Physics of Medicine
The Department is engaged in a major thrust at the interface between Physics, Biology and Medicine. The overall goal is to build a new discipline at the interface, where the quantitative and technical skills of the physicist are brought to bear on modern problems in biology and medicine. This is timely because of the new tools available both from the side of the physical sciences, nanotechnology and computational methods, and from biology, for example, genomics.
Historically, the Cavendish has played an important role in the development of tools and concepts in biology, most famously with the development of X-ray diffraction as a structural tool and the subsequent discovery of the structure of DNA. To maintain its leading role at this interface, the Department has recently hired 3 lecturers, and is recruiting a Herschel Smith Professor of the Physics of Medicine, which will be linked in future to the appointment of a Professor of Medical Physics in the Clinical School who will work with the West Cambridge programme.

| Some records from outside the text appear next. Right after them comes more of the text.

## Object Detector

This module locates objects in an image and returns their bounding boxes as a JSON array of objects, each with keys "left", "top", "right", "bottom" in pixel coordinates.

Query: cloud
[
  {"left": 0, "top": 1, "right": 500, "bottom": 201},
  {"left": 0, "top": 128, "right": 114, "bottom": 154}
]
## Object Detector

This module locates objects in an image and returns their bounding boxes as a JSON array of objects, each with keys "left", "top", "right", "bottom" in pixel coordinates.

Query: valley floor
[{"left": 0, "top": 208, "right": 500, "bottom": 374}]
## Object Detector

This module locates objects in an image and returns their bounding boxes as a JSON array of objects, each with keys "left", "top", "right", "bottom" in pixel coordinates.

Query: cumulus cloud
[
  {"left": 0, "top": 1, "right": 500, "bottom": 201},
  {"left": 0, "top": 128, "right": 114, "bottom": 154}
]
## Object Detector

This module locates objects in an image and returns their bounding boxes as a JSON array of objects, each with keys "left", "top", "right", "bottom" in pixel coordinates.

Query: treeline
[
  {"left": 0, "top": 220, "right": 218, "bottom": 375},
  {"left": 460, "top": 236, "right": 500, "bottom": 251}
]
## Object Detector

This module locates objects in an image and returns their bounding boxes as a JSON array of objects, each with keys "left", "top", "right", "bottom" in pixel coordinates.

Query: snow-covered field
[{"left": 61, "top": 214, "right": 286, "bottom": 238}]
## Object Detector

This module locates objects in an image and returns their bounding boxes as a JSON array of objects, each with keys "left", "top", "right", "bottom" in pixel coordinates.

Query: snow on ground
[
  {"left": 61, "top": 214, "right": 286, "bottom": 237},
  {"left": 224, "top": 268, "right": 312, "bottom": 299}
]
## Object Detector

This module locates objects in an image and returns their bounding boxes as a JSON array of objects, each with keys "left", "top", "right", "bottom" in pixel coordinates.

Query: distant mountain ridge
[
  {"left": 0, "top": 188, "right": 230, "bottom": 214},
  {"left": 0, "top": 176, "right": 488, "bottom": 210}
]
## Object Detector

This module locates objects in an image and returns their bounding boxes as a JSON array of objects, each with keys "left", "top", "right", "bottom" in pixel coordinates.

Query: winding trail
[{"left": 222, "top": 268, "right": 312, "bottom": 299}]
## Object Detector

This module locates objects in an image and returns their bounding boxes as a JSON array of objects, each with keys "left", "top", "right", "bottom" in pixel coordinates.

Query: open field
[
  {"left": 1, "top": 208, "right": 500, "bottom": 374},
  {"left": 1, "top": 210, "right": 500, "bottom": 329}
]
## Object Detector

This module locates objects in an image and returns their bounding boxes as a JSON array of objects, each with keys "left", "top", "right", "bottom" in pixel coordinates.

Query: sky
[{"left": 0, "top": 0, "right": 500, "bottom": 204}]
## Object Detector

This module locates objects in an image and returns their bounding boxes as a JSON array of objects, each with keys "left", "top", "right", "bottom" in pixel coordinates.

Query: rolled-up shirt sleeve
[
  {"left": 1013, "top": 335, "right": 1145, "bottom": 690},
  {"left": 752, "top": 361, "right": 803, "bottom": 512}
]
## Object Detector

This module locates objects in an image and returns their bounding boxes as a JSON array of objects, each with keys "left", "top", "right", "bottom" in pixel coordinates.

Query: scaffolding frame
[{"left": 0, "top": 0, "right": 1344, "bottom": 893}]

We plan a £30 million building on the West Cambridge site to house this major new interdisciplinary research initiative. Funding for the construction of the first phase has been secured and this element of the building, due to complete in December 2008, will accommodate the primary research laboratories. The Phase II building, for which funds are now being raised, will provide research office space to bring in a computational and theory component, teaching space and further laboratory facilities.
A prime goal of the programme is training, from the level of advanced undergraduate, MPhil and PhD to 5-year research fellowships. The objective is to provide an environment where physical scientists can learn to attack biological problems, and biological scientists learn about the approach of physicists to key problems of medicine and biology.
This is a high-visibility initiative for the University, building on Cambridge's renowned strengths in biology, medicine and the physical sciences to address challenging problems in medicine and disease from a new vantage point.
The thrust of the project is two-fold:
- the funding of Phase II of the Physics of Medicine building.
- the endowment of a number of research studentships and fellowships to create a new breed of physicist-biologist and physicist-life-science scientists.